Moving experience: make the root-ball as large as possible when shifting to a new spot
Moving experience: make the root-ball as large as possible when shifting to a new spot - Elke Borkowski/GAP Photos

During the autumn, the soil is still holding some warmth from the summer and much more moisture as a result of increased rainfall during September and October. It makes this an ideal time to move any deciduous shrubs or trees that may have ended up in the wrong place in your garden.

Hindsight is a wonderful thing, but there is a technique that can be employed a few months before you want to move an established shrub or tree – for example, if you’re not quite ready to start that garden project yet but hope to start next year.

With a sharp spade, cut down around the shrub or tree to create as large a root-ball as possible in terms of practicalities and weight: the more soil and fine roots we can take with us, the better. When cutting down into the soil, you’re not looking to lift the shrub at all, but to cut some of the roots to encourage branching underground and the creation of finer roots, which will help the shrub establish in its new spot. By doing this a few times before lifting the shrub or tree, you’re giving it a fighting chance for a successful move.

If you need to move a shrub or tree now, however, that’s still very achievable. The best time to move deciduous shrubs and trees is when their leaves have fallen to the ground, as less stress is put upon the plant because it doesn’t have to sustain foliage while putting down new roots.

Start to root-ball your tree or shrub by using a sharp spade to cut down into the soil, and gently lift as you cut. Work your way around the shrub, cutting and lifting until you feel some movement. It may take a pair of loppers to cut some of the larger roots to be able to prise the tree or shrub out of the ground – and you may need a second pair of hands to transport it and the soil around its roots onto a piece of tarpaulin.
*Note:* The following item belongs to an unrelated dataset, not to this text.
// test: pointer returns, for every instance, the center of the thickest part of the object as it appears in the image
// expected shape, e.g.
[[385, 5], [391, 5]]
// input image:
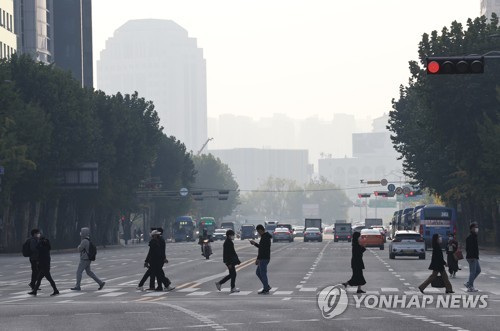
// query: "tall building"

Lift the shrub to its new site and dig a hole that is large enough to accommodate the root-ball in depth and width: it’s worth erring on the deeper side, rather than going too shallow. Back-fill the hole, water well and continue to do so throughout November and December, and again in March.

Use a wooden stake to anchor the plant, as the roots will not be able to provide that function yet – and reduce the size of the shrub by one third to lessen the demand on those roots.